As a graduate student, I was introduced to the concepts of formal modeling (in my case Petri nets, and later state charts), and became an immediate convert. The thought of diagramming my application and executing the diagram was appealing, because I didn't have to worry about housekeeping details such as type declaration and matching, memory allocations and deallocations, and pointer arithmetic. The semantics were all that mattered. The productivity gains from working at such a high level of abstraction had to overcome any inefficiencies in execution, especially with the ever-faster performance of processors.
Well, time wounds all heels, and I've begun to have second thoughts about that set of beliefs. In the intervening fifteen or so years, some things have supported my original position. Processors, as well as memory and mass storage, have made significant advances in performance, and we have largely accepted not making code as fast as it could be in return for the ability to use frameworks and libraries to speed application development. And execution technology has become so good that managed execution environments have done away with most of the memory housekeeping chores I mention above.
Application architectures have become more complex than they were around 1990, and code written in older languages stumbles through N-tier, object-oriented, services-based applications and application components. It's hard enough to get these applications right without having to worry about making sure the interactions between the code and the underlying machine are right, too.
I still believe that better processor performance and managed languages are important and valuable advances in software development, but I have become more concerned about the impact of abstraction on application performance and quality. Legacy languages (C, Pascal, Ada—take your choice) forced you to understand how they worked in order to get it right. It wasn't always pretty or even necessarily fast, but when you were done, you knew more than just your code.
On the other hand, managed code just works if you get the semantics correct. I called it formal modeling back in nineteen-mumble-mumble, but managed code is very similar in that regard. Think of managed code as a more concrete implementation of an abstract model. That's what I was looking for, right?

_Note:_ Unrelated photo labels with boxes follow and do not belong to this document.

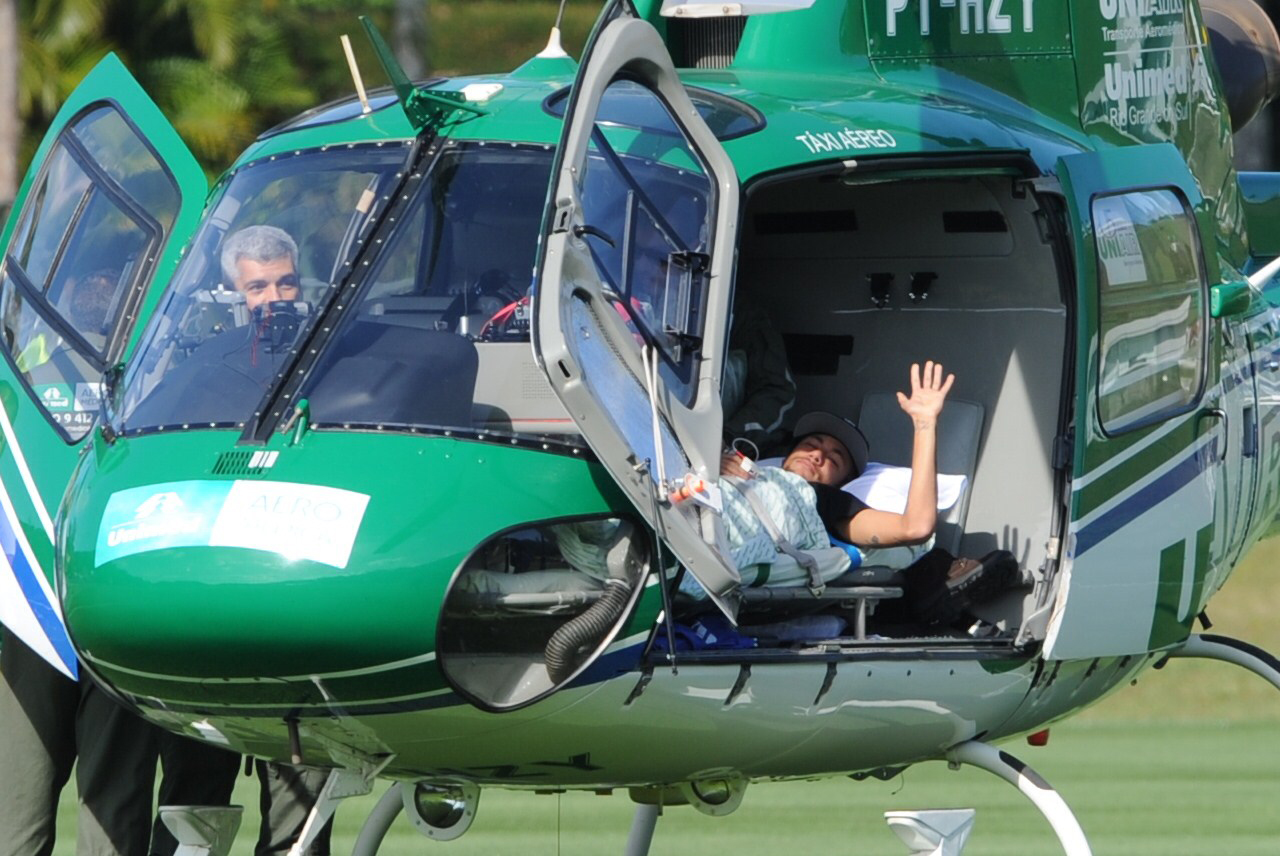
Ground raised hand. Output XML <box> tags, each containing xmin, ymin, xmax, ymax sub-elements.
<box><xmin>897</xmin><ymin>360</ymin><xmax>956</xmax><ymax>430</ymax></box>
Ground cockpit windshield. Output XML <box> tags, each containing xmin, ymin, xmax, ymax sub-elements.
<box><xmin>118</xmin><ymin>132</ymin><xmax>708</xmax><ymax>445</ymax></box>
<box><xmin>120</xmin><ymin>143</ymin><xmax>411</xmax><ymax>431</ymax></box>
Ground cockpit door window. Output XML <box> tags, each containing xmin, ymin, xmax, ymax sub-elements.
<box><xmin>534</xmin><ymin>4</ymin><xmax>739</xmax><ymax>614</ymax></box>
<box><xmin>0</xmin><ymin>56</ymin><xmax>207</xmax><ymax>443</ymax></box>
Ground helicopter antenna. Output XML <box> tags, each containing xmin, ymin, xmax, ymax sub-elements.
<box><xmin>342</xmin><ymin>33</ymin><xmax>371</xmax><ymax>113</ymax></box>
<box><xmin>538</xmin><ymin>0</ymin><xmax>568</xmax><ymax>59</ymax></box>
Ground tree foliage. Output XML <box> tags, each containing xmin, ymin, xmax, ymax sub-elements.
<box><xmin>16</xmin><ymin>0</ymin><xmax>602</xmax><ymax>181</ymax></box>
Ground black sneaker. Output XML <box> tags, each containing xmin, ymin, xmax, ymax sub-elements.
<box><xmin>947</xmin><ymin>550</ymin><xmax>1018</xmax><ymax>609</ymax></box>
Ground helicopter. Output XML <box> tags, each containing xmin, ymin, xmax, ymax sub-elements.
<box><xmin>0</xmin><ymin>0</ymin><xmax>1280</xmax><ymax>855</ymax></box>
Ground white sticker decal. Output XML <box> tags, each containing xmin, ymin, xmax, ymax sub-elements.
<box><xmin>1093</xmin><ymin>197</ymin><xmax>1147</xmax><ymax>288</ymax></box>
<box><xmin>209</xmin><ymin>481</ymin><xmax>369</xmax><ymax>568</ymax></box>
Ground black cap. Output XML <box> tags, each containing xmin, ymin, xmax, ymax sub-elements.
<box><xmin>795</xmin><ymin>411</ymin><xmax>870</xmax><ymax>479</ymax></box>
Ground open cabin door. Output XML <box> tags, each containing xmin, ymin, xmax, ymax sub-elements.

Well, not anymore. Formal modeling is still the right way to go, but there is more to application development than correct semantics. A software application is more than a model, or even an implementation of a particular model. It has flaws, some of which arise from its own construction, others of which arise from the environment in which it runs. None of these flaws make it useless for its intended purpose, although users might occasionally experience the downside of software with minor failings. But the application exists within the machine, and will have fewer of those failings if it plays well with that machine.
Take memory management. I can write a managed application that operates correctly without understanding a thing about how it uses memory. Years ago I might have argued that that was a good thing. Today it concerns me, because the more you know about the interaction between your code and the underlying machine (both real and virtual), the better prepared you are to find flaws and write fast and efficient code. You can still influence these characteristics in both Java and .NET, if you understand how they work.
Formal modeling languages, such as UML, that can generate code work at such a high level of abstraction that they don't even give you the opportunity to make those adaptations. Because you are farther away from the machine, you don't even have the opportunity to see how your design decisions gobble memory or create a massive working set. You have great productivity, but less quality, and that's not a good tradeoff when you let the tools make it for you.
I'm not advocating a return to assembly language or even legacy languages. Productivity is still important. But developers have to make that tradeoff, not have it made for them. Managed languages are a good intermediate step, but only if developers understand the implications of their decisions on the underlying machine. Formal modeling languages also need to give developers visibility into more than just the semantics of the application. Developers need to see how design decisions affect efficiency and performance. Once they can see and react to the interaction of code and machine, I'll be able to say I was right all along.
Posted by Peter Varhol on 03/26/2005